A prediction market tracking whether any Anthropic Claude model will score at least 45% on Humanity's Last Exam experienced a significant 20.5 percentage point decline in win odds, falling from 93% to 72.5%. The market moved on elevated volume of $106,380, indicating substantial trader activity and conviction behind the price movement. The shift occurred without public announcement of official test results, suggesting traders are reacting to information about either Claude's actual performance or the difficulty profile of the examination.

Why It Matters

Humanity's Last Exam is a rigorous benchmark designed to test AI systems on complex, open-ended problems requiring deep reasoning across multiple domains. A drop of this magnitude in a high-confidence market reflects meaningful reassessment of Claude's capabilities relative to the test's difficulty. The move from 93% odds—indicating near-certainty of clearing the 45% threshold—to 72.5% suggests traders now view the outcome as genuinely uncertain, a substantial shift in expectations for a model from a leading AI company.

Market Context

The 45% performance threshold represents a meaningful but not elite level of achievement on the benchmark. That Claude traders moved from pricing near-certainty to odds closer to a coin flip implies either new information about the test's difficulty or evidence of Claude's performance gap on specific question categories. The high trading volume indicates this was not a thin-market artifact but rather reflected coordinated reassessment across multiple traders.

Outlook

Markets will likely remain volatile until official Humanity's Last Exam leaderboard results become available.
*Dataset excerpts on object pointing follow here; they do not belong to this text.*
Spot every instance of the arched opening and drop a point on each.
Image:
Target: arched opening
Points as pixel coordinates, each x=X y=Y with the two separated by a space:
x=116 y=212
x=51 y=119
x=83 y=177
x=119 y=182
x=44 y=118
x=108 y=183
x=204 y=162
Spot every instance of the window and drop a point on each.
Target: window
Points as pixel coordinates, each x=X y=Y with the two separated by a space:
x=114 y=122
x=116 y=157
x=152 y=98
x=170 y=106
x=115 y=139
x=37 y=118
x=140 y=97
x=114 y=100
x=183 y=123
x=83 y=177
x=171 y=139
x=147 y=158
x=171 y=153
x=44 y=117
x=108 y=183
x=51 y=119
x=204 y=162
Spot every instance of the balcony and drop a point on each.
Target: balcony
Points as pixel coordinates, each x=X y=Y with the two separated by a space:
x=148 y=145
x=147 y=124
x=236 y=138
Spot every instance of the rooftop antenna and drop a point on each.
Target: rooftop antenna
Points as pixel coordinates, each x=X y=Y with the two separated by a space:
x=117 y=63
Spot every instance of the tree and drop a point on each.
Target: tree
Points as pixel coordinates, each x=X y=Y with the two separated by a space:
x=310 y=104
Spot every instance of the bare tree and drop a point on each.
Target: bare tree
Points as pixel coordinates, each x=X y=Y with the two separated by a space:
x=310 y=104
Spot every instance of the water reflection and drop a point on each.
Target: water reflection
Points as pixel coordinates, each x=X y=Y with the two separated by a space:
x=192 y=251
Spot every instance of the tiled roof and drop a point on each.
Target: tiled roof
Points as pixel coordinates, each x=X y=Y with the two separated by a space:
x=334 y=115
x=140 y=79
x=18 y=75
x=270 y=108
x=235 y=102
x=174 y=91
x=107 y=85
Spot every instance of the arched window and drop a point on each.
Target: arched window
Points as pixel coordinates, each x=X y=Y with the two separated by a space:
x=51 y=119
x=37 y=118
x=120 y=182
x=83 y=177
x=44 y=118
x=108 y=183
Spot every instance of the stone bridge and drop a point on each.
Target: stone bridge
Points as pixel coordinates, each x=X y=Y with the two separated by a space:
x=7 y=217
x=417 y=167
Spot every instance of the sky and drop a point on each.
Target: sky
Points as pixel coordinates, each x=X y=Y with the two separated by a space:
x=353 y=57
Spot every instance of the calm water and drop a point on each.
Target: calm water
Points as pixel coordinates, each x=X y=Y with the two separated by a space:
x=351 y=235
The June 30, 2026 resolution deadline provides time for results to materialize. If Claude achieves at least 45% when scores are posted, the market would likely swing sharply back toward higher probabilities. The current 72.5% odds suggest traders view the threshold as achievable but no longer nearly certain, positioning the market to provide meaningful information about Claude's performance on complex reasoning tasks when results are published.